Full HD screen resolution (primarily games and movies should look good)

6) Anything else you would like to say? (eg: local purchase, ASS,matte/glossy finish)
I could get govt. employee discount (eg. dell). Do consider this also in suggestions. I am open to online as well as local purchase.


----------



## Tajinder Walia (Jul 15, 2012)

I can only think of one: The Samsung Series 5 550P
Check the thread outside.


----------



## aroraanant (Jul 16, 2012)

Samsung 550P is a very good option for you and it is highly recommended.


----------



## gaming_noob (Jul 16, 2012)

aroraanant said:


> Samsung 550P is a very good option for you and it is highly recommended.



Thanks . I could not find details of this laptop on samsung site. However, I found it on flipkart selling at 60000 rs. 

Could you please throw some light on Dell Inspiron 15r special edition. How does it perform as per my requirements.

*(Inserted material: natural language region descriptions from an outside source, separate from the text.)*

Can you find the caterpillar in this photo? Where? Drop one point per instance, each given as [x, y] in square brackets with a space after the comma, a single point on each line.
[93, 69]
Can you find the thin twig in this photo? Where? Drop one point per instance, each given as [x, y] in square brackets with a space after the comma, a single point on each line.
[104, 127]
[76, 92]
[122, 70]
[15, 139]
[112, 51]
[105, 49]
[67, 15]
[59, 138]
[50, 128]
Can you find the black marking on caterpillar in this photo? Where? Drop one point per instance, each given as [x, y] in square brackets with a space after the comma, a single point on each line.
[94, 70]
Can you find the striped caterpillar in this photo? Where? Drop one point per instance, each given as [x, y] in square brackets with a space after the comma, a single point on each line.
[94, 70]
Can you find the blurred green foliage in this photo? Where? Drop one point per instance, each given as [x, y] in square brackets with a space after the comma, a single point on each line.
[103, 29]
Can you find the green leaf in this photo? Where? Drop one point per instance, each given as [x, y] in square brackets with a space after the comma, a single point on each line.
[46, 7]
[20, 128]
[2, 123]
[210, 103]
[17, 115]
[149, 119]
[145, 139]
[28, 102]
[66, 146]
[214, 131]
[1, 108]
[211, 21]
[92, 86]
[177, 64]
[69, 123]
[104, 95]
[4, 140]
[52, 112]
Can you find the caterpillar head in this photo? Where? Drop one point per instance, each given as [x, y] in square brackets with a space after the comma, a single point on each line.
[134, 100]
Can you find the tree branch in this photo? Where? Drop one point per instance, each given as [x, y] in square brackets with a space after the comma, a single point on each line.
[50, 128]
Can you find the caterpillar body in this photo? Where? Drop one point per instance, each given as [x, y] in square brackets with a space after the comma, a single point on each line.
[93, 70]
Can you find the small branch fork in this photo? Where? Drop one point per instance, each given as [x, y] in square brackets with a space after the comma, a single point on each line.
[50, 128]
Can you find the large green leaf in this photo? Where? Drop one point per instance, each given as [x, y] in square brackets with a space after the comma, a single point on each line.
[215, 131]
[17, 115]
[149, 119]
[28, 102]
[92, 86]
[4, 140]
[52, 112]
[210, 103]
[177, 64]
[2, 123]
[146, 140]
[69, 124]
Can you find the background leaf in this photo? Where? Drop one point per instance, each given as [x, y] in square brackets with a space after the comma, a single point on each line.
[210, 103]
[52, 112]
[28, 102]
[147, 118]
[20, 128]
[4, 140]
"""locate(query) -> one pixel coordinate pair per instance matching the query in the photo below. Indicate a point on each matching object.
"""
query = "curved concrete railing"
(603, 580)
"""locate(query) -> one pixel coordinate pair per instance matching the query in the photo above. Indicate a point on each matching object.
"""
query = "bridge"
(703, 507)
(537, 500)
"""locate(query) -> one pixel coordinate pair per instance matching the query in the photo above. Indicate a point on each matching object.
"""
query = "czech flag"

With Dell, I can avail Government employee discount of 5% and the cost comes to around 55K (incl. taxes).

Thanks in advance.


----------



## sakii (Jul 16, 2012)

^^ will suggest u to visit 2 threads viz 1 for Dell 15R Special edition & 2nd for SAMSUNG NP550P. U will get a overall picture of it.


----------



## sanjoy.bose (Jul 16, 2012)

^ the thread is itself here, read posts and you will know everything about it...


----------



## gaming_noob (Jul 16, 2012)

Thanks guys.. After going through the threads, I have more or less made up my mind on Samsung 550P...It looks like a beast at those prices....

Are there any other options that I should look into before getting Sammy??


----------



## sharang_3 (Jul 17, 2012)

Getting to know your options better.: Best Laptops under Rs 50000 hit the link to compare the best laptops in this price category..as someone already said though samsung series 5 is the best
Getting to know your options better.: Nvidia 650m vs 640m vs 630m vs 540m vs ATI 6770m vs 7670m vs 7730m vs Intel 4000
this to compare all the mobile gpus available in present laptops


----------



## aroraanant (Jul 19, 2012)

Samsung 550P with i7 costs 57k in local market.


----------